Friday, May 05, 2006

Dick & Jenny's

Dick & Jenny’s

As a treat, last night Jason took me out to Dick & Jenny’s, which is a very lovely understated little place on Tchopatoulis [CHOP-uh-too-lis], not too far from his house. Jason had went their a few weeks ago with friends and they held their own “Eat Club” dinner. If you don’t know Tom Fitzmorris, he’s the local food radio personality I mentioned in one of my last posts, and he holds dinners at restaurants around town where people get together to enjoy food and stuff. Well, they don’t ever have a completely vegetarian Eat Club dinner, so Jason’s foodie friends decided to have their own.

Back to last night: I got quasi-dressed up, although the place is so low-key and not pretentious at all, and we headed out pretty early, at like 5:45 or so, because Dick & Jenny’s fill up fast. So we got a table quickly and then I took a gander at the fabulous wine list while Jason parked. Great stuff. I was impressed. But we weren’t getting wine. We were going to have a couple of Sazeracs. What’s a Sazerac, you ask? It’s great. I mean, it’s a New Orleans drink if I ever had one. As one website says: “Tourists have hurricanes [the drink, not Katrina], and locals have Sazeracs.” And here’s how you make one:


1 teaspoon of simple syrup (or 1 sugar cube or 1 teaspoon of granulated sugar)
3 - 4 dashes Peychaud's bitters
2 ounces rye whiskey (most New Orleans bars use Old Overholt)
1/4 teaspoon Herbsaint, a New Orleans brand of anise liqueur
(You may use Pernod, or some other pastis or absinthe substitute)
Strip of lemon peel

The traditional method: Pack a 3-1/2 ounce old fashioned glass with ice. In a cocktail shaker, moisten the sugar cube with just enough water to saturate it, then crush. Blend with the whiskey and bitters. Add a few cubes of ice and stir to chill. Discard the ice from the first glass and pour in the Herbsaint. Coat the inside of the entire glass, pouring out the excess. Strain the whiskey into the Herbsaint coated glass. Twist the lemon peel over the glass so that the lemon oil cascades into the drink, then rub the peel over the rim of the glass; do not put the twist in the drink. Or, as Stanley Clisby Arthur says, "Do not commit the sacrilege of dropping the peel into the drink.
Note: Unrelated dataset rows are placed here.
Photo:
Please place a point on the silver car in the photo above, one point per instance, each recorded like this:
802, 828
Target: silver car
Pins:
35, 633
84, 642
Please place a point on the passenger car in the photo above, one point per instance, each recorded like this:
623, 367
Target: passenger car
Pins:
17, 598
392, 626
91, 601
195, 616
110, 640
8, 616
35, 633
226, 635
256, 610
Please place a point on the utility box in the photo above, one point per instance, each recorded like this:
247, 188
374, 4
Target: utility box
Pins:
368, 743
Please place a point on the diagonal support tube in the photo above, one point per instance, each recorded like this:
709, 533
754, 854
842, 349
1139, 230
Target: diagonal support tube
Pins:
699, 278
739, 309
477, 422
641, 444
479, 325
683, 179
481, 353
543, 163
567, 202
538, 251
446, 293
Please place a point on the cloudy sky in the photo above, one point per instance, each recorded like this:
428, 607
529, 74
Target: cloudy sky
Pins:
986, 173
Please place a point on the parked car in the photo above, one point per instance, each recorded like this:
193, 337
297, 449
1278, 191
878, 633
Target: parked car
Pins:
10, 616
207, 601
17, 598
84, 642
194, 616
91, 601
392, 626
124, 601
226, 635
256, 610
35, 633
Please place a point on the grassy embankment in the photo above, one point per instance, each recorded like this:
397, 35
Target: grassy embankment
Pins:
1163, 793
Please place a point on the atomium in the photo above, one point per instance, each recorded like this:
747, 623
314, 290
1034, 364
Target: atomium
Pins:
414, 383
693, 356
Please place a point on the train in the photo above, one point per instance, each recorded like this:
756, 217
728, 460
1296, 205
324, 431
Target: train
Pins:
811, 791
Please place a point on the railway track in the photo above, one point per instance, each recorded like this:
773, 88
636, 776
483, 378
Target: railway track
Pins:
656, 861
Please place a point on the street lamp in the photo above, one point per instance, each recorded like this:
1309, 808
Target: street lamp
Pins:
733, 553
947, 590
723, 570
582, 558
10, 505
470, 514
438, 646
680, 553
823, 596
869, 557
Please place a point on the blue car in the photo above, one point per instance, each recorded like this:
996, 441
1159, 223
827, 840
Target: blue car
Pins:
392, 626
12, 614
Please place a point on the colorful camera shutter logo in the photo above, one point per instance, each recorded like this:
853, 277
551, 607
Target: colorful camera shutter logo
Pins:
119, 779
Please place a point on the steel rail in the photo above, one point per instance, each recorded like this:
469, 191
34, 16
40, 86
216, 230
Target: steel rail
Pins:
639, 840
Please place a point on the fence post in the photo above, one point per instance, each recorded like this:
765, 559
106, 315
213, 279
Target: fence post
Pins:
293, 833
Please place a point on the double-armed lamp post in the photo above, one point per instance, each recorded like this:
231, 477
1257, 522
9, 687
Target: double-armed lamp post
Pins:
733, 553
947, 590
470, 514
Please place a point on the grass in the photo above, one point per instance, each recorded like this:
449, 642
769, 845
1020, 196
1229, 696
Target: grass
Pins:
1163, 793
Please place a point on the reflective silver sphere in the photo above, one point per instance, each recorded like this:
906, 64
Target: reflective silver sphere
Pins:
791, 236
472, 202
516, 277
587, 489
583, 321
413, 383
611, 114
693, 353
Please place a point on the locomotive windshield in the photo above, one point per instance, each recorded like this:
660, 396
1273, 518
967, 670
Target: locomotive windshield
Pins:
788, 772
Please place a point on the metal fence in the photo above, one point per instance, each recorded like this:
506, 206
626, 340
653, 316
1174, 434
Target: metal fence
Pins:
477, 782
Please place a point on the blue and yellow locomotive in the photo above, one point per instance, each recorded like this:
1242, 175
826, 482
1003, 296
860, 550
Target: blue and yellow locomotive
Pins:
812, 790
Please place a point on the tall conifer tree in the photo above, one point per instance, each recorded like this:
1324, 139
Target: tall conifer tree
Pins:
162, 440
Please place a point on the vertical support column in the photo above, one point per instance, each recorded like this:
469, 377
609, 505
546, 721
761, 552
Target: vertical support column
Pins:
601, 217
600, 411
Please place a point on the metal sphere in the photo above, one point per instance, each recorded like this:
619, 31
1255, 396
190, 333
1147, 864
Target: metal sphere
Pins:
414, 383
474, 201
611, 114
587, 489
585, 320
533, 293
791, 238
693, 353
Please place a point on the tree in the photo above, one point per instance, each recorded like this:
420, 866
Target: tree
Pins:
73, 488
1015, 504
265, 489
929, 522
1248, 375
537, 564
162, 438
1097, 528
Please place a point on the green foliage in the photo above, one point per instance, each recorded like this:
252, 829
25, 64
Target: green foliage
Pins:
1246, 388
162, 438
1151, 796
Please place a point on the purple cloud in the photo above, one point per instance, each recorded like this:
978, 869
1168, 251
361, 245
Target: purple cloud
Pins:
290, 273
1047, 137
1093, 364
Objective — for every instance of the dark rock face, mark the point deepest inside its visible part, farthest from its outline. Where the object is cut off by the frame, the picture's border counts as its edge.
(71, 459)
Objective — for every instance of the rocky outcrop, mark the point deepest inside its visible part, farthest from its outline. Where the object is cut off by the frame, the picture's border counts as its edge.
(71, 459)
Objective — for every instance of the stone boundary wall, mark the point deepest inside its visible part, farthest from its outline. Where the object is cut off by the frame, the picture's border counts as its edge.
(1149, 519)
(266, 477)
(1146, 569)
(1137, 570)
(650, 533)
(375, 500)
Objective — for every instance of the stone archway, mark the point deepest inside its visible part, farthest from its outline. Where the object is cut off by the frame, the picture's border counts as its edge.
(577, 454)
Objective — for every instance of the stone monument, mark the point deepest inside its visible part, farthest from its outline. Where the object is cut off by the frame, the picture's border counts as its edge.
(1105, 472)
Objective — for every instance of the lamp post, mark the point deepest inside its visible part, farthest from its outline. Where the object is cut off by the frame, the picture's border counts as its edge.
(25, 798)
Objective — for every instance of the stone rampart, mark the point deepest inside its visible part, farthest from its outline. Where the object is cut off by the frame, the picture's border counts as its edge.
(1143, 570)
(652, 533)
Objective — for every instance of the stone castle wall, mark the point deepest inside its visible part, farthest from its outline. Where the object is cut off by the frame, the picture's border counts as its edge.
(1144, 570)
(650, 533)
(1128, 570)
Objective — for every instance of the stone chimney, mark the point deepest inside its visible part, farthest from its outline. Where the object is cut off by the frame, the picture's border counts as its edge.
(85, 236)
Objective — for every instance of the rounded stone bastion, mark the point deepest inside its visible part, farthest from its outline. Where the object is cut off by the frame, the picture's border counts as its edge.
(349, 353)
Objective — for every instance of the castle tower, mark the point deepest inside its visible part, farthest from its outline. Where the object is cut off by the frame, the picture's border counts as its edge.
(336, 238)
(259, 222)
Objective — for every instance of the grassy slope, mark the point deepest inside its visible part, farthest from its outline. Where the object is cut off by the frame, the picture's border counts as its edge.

And they are delicious! Not too sweet, they pack a punch, are complex and intriguing, just like the City. So I was more than happy with my drink (Although we weren’t expecting the price: egads!) In addition to the drinks, we had amazing corn-friend oysters on top of some creole slaw. The creamiest most tender and delicious oysters I’ve ever had. In New Orleans, oysters are heavenly. I love ‘em fried. Oi! For the main course, Jason had Scallops and Shrimp and a Crawfish & Brie filled Beggar’s Purse (crepe), africkinmazing. I had a pan-bronzed gulf fish on top of a okra, corn, crawfish sautée thing. Mouthwatering, perfectly cooked. We had to abstain from dessert, although I could have filled myself a little fuller. So great. Best of all was the company and the environment. It wasn’t at all stuffy and could’ve been given the quality of the food. Oh, this City will never stop amazing me. Later today: Wine Shops. (If the rain stays away.)